Implementation:Mage ai Mage ai Google Sheets Source
| Knowledge Sources | |
|---|---|
| Domains | Data_Integration, Google_Sheets, API |
| Last Updated | 2026-02-09 00:00 GMT |
Overview
Source connector implementation for extracting data from Google Sheets spreadsheets within the Mage data integration framework.
Description
The GoogleSheets class extends the Mage Source base class to provide full-table replication from Google Sheets worksheets. It implements the three core source connector lifecycle methods: discover (introspects spreadsheet metadata to build a Singer catalog with one stream per worksheet, inferring JSON schemas from header rows and cell values), load_data (extracts worksheet data in configurable batches of up to 10,000 rows, fetching both formatted and unformatted value representations for type-accurate transformation), and test_connection (validates credentials by connecting to the Google Sheets API). Each worksheet becomes a stream with __google_sheet_row as the key property and FULL_TABLE replication method.
Usage
Instantiated by the Mage integration framework with a config containing path_to_credentials_json_file, spreadsheet_id, and optionally selected_sheet_names to filter which worksheets to sync.
Code Reference
Source Location
- Repository: mage-ai
- File: mage_integrations/mage_integrations/sources/google_sheets/__init__.py
- Lines: 1-460
Signature
class GoogleSheets(Source):
def __init__(self, **kwargs):
...
def discover(self, streams: List[str] = None) -> Catalog:
...
def load_data(self, stream, bookmarks: Dict = None, query: Dict = None, **kwargs) -> Generator[List[Dict], None, None]:
...
def test_connection(self) -> None:
...
Import
from mage_integrations.sources.google_sheets import GoogleSheets
I/O Contract
Inputs
| Name | Type | Required | Description |
|---|---|---|---|
| config.path_to_credentials_json_file | str | Yes | Path to Google service account credentials JSON file |
| config.spreadsheet_id | str | Yes | Google Sheets spreadsheet ID from the URL |
| config.selected_sheet_names | list[str] | No | Optional list of worksheet names to sync; syncs all if omitted |
Outputs
| Name | Type | Description |
|---|---|---|
| catalog | Catalog | Singer catalog with one CatalogEntry per worksheet, including inferred JSON schema |
| records | Generator[List[Dict]] | Batches of transformed row dictionaries with column names as keys |
Key Behaviors
Discovery
- Fetches spreadsheet metadata via the Google Sheets API to enumerate worksheets.

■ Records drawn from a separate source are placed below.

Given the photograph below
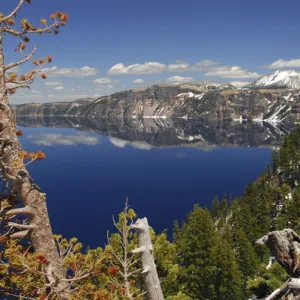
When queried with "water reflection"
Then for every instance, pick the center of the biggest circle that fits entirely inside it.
(147, 133)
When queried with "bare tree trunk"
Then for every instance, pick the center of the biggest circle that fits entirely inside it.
(151, 280)
(39, 231)
(284, 245)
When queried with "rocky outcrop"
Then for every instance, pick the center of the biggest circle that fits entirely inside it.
(188, 101)
(149, 133)
(281, 79)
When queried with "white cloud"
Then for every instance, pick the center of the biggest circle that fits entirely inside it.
(51, 83)
(14, 70)
(135, 144)
(146, 68)
(232, 72)
(205, 63)
(178, 79)
(70, 72)
(178, 67)
(105, 80)
(138, 81)
(59, 88)
(103, 87)
(281, 63)
(239, 84)
(157, 67)
(51, 139)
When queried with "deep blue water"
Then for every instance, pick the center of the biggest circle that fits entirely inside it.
(88, 175)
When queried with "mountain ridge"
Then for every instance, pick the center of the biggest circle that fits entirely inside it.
(188, 101)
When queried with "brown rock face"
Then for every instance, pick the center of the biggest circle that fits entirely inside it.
(179, 101)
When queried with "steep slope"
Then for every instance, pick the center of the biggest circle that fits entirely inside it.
(187, 101)
(287, 79)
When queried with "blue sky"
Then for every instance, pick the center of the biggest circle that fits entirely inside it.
(114, 45)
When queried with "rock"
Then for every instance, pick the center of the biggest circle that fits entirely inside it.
(188, 101)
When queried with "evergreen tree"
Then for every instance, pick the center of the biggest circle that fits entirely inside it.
(215, 207)
(229, 282)
(293, 210)
(197, 247)
(245, 254)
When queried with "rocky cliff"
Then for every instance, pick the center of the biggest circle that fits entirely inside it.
(188, 101)
(149, 133)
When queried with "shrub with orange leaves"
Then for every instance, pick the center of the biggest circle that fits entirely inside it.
(11, 91)
(113, 270)
(12, 76)
(19, 133)
(10, 21)
(40, 155)
(41, 258)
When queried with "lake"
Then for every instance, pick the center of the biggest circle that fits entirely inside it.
(164, 167)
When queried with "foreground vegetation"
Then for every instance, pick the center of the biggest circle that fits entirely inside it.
(213, 254)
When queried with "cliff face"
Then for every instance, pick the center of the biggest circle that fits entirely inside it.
(179, 101)
(169, 132)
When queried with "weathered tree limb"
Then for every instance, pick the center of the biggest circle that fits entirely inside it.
(151, 280)
(33, 199)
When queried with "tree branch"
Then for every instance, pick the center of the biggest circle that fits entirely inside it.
(21, 61)
(21, 226)
(13, 12)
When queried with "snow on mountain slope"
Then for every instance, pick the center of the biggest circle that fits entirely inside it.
(280, 79)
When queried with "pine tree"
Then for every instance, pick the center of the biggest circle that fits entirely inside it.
(293, 210)
(215, 207)
(229, 282)
(197, 246)
(245, 254)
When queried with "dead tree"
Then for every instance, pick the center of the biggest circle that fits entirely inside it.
(12, 165)
(284, 246)
(150, 276)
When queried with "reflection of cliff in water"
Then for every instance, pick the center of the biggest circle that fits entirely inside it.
(170, 132)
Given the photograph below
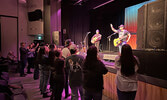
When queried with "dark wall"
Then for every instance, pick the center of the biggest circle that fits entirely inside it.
(79, 19)
(152, 63)
(75, 20)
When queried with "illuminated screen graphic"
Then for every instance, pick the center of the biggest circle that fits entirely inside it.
(131, 21)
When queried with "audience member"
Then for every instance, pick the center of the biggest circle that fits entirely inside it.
(126, 77)
(23, 58)
(73, 66)
(93, 71)
(42, 60)
(57, 78)
(65, 54)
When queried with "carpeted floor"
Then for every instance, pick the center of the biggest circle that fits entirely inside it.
(31, 87)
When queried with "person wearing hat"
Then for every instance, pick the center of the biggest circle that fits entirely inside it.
(73, 65)
(123, 34)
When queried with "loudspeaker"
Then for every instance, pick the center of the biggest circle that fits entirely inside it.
(151, 26)
(35, 15)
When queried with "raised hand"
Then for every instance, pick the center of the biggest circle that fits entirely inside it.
(111, 25)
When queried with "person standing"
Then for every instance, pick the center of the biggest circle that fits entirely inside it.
(73, 66)
(123, 34)
(96, 39)
(57, 78)
(65, 54)
(23, 58)
(42, 60)
(126, 77)
(93, 71)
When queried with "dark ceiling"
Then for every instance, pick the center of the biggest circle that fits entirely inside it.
(90, 4)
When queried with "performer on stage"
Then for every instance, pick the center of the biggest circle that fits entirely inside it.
(96, 39)
(123, 34)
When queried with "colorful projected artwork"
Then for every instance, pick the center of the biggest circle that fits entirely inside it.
(131, 21)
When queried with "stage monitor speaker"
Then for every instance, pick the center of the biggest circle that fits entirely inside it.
(151, 26)
(35, 15)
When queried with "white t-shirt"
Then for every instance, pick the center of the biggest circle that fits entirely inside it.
(125, 83)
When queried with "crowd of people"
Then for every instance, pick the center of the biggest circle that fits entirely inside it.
(62, 68)
(66, 67)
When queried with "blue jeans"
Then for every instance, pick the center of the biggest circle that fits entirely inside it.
(126, 95)
(93, 95)
(44, 78)
(74, 92)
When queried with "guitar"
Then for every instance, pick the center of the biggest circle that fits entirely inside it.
(118, 41)
(95, 39)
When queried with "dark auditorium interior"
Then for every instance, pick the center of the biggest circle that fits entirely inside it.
(39, 24)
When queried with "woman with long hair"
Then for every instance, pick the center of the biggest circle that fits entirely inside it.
(42, 60)
(126, 78)
(93, 71)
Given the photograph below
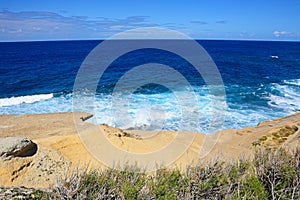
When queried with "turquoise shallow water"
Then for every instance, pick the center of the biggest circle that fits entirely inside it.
(38, 77)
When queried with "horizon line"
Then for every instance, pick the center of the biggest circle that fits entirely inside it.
(197, 39)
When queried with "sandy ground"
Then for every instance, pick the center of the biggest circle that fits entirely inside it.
(62, 146)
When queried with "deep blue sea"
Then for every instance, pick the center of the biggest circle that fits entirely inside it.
(38, 77)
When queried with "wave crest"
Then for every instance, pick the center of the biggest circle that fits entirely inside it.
(24, 99)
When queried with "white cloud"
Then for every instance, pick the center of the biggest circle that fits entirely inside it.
(281, 33)
(32, 25)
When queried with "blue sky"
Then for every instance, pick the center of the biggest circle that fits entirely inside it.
(96, 19)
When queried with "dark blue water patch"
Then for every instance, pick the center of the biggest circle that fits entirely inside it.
(40, 67)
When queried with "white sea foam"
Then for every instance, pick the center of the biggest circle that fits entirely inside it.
(162, 110)
(293, 82)
(24, 99)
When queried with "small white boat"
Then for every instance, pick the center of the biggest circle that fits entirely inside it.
(274, 57)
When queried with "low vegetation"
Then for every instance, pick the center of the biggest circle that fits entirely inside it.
(269, 175)
(277, 137)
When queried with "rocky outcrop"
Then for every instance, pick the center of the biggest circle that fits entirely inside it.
(11, 147)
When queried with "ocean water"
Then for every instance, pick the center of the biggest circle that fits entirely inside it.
(38, 77)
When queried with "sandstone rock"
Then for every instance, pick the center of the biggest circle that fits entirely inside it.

- For each worksheet, reads header rows and first data rows to infer column types and build a JSON schema.
- Creates a CatalogEntry with FULL_TABLE replication method, __google_sheet_row as key property, and UNIQUE_CONFLICT_METHOD_UPDATE for conflict resolution.
Data Loading
- Paginates through worksheet rows in batches of 10,000 rows using A1 notation ranges (e.g., A2:Z10001).
- Fetches both FORMATTED_VALUE and UNFORMATTED_VALUE representations for each batch to enable type-aware transformation.
- Delegates row transformation to internal_transform.transform_sheet_data, which converts raw cell values to typed dictionaries.
- Yields each batch as a list of dictionaries, stopping when a completely blank page is encountered.
Connection Testing
Calls self.connection.connect() to verify that the provided credentials are valid and can reach the Google Sheets API.
Usage Examples
from mage_integrations.sources.google_sheets import GoogleSheets
config = {
"path_to_credentials_json_file": "/path/to/service_account.json",
"spreadsheet_id": "1BxiMVs0XRA5nFMdKvBdBZjgmUUqptlbs74OgVE2upms",
"selected_sheet_names": ["Sheet1", "Revenue"],
}
source = GoogleSheets(config=config)
# Discover available streams
catalog = source.discover()
# Load data from a stream
for batch in source.load_data(catalog.streams[0]):
for record in batch:
print(record)